Opponents of some of the measures to crack down on HMOs suggest the state needs to pay more attention to those numbers. The Florida Legislature has forced insurers to cover more specific health benefits than any other state except Maryland, a recent study found. Now, some lawmakers want to study what -- if any -- impact that has had on premium costs. Allowing patients to sue HMOs, elected officials like Thrasher and Bush argue, may only raise rates further.
"We are under siege -- it's death by anecdote," said HMO lobbyist Scott Keller. "There's this perception that we are out there doing bad things that isn't true."
Currently, consumers who are unhappy with HMO decisions can appeal to the state. Associated Industries of Florida, a powerful interest group that represents big businesses with an interest in keeping premium costs down, has proposed strengthing that process in an effort to head off a right-to-sue law.

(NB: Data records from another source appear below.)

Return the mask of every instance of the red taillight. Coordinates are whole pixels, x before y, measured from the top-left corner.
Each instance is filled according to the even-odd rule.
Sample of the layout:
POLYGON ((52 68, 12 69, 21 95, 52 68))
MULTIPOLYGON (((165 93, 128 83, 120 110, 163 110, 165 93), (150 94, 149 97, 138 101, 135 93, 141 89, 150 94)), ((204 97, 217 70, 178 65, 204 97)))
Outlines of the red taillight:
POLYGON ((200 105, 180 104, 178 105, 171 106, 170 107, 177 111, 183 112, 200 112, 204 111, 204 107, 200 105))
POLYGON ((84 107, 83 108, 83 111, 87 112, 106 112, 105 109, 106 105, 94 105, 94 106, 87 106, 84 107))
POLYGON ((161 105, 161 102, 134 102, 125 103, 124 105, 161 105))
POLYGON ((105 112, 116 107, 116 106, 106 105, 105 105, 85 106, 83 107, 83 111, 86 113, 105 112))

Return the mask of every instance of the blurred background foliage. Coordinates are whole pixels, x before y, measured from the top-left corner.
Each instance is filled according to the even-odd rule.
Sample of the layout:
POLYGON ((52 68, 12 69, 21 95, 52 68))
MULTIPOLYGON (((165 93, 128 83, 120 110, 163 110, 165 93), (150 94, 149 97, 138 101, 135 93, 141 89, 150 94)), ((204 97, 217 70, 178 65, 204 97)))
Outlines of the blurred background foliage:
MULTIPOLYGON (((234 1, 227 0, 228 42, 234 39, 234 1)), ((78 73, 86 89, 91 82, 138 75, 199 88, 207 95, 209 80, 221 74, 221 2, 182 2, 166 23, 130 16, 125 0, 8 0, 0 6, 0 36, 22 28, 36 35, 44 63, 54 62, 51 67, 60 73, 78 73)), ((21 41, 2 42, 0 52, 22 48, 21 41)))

Meanwhile, insurers are pushing to strip the insurance commissioner of some of his power to deny premium rate increases.
Two potentially contentious efforts to reduce health care costs are aimed at the brand-name pharmaceutical industry.
Facing ever-escalating Medicaid prescription costs, Gov. Bush wants to place limits on the number of expensive, brand-name drugs that can be prescribed by doctors for Medicaid patients. Doctors would be encouraged to prescribe cheaper alternatives from a list a state panel would develop. Bush estimates his plan would save the state $88.6-million next year.
Another effort would make the generic equivalents of certain drugs more readily available to consumers. Unlike many states, Florida maintains a list of drugs it considers too dangerous to allow pharmacists to offer consumers cheaper, generic alternatives.